The divergence in approach between Wisconsin’s legalizers and Indiana’s prosecutors shows the wide variety of options available to legislators and regulators. States have essentially three options: to legalize, license and regulate the work of CPMs as Wisconsin and 22 other states now do, to prosecute CPMs as Indiana and some others have done, or to turn a blind eye as Mississippi does.

Democratic pressure on statehouses throughout the country could one day yield a consensus, either in CPMs favor or against them. In the meanwhile, those embroiled in the debate are confronted with a growing body of scientific research.

One study frequently cited by CPMs was published last year in the British Medical Journal, an academic publication, by Kenneth Johnson, senior epidemiologist for the surveillance and risk assessment division of Canada’s Center for Chronic Disease Prevention, and Betty Anne-Daviss, a project manager at the Ottawa-based International Federation of Gynecology and Obstetrics.

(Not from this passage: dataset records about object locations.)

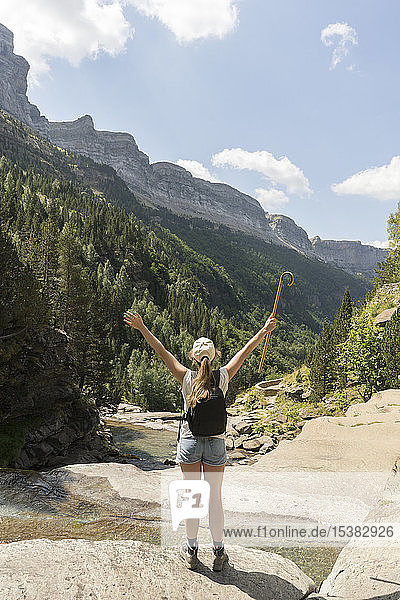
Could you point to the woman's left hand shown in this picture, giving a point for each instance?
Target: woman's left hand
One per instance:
(133, 319)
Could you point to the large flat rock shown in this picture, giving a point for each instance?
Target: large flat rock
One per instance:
(112, 570)
(370, 567)
(366, 439)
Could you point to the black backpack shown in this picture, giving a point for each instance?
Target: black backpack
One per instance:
(209, 416)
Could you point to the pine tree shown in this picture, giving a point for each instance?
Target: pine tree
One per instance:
(322, 372)
(391, 351)
(340, 331)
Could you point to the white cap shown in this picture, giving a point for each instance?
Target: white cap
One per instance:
(203, 347)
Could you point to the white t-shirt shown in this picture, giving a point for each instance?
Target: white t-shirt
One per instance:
(186, 388)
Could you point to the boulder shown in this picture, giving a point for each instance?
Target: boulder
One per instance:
(237, 454)
(114, 570)
(366, 439)
(229, 443)
(238, 441)
(370, 567)
(243, 427)
(125, 407)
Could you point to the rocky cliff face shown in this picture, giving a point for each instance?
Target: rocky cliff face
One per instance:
(166, 184)
(351, 256)
(43, 419)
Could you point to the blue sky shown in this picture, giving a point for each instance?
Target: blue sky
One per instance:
(265, 85)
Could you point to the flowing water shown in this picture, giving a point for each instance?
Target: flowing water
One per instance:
(58, 504)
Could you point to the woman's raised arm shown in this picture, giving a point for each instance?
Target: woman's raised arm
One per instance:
(133, 319)
(236, 362)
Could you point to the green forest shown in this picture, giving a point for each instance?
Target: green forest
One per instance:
(78, 249)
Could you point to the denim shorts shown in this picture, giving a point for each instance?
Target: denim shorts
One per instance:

The study reviewed records of all CPM-supervised home births in North America in the year 2000 and led Dr. Johnson to conclude that “planned home birth for low-risk women in North America using certified professional midwives was associated with lower rates of medical intervention but similar intra-partum and neonatal mortality to that of low-risk hospital births in the United States.”

Asked to provide any statistical evidence contradicting such studies, for the sake of this story, ACOG sent none but e-mailed two policy statements further explaining the organization’s position on the certification of midwives.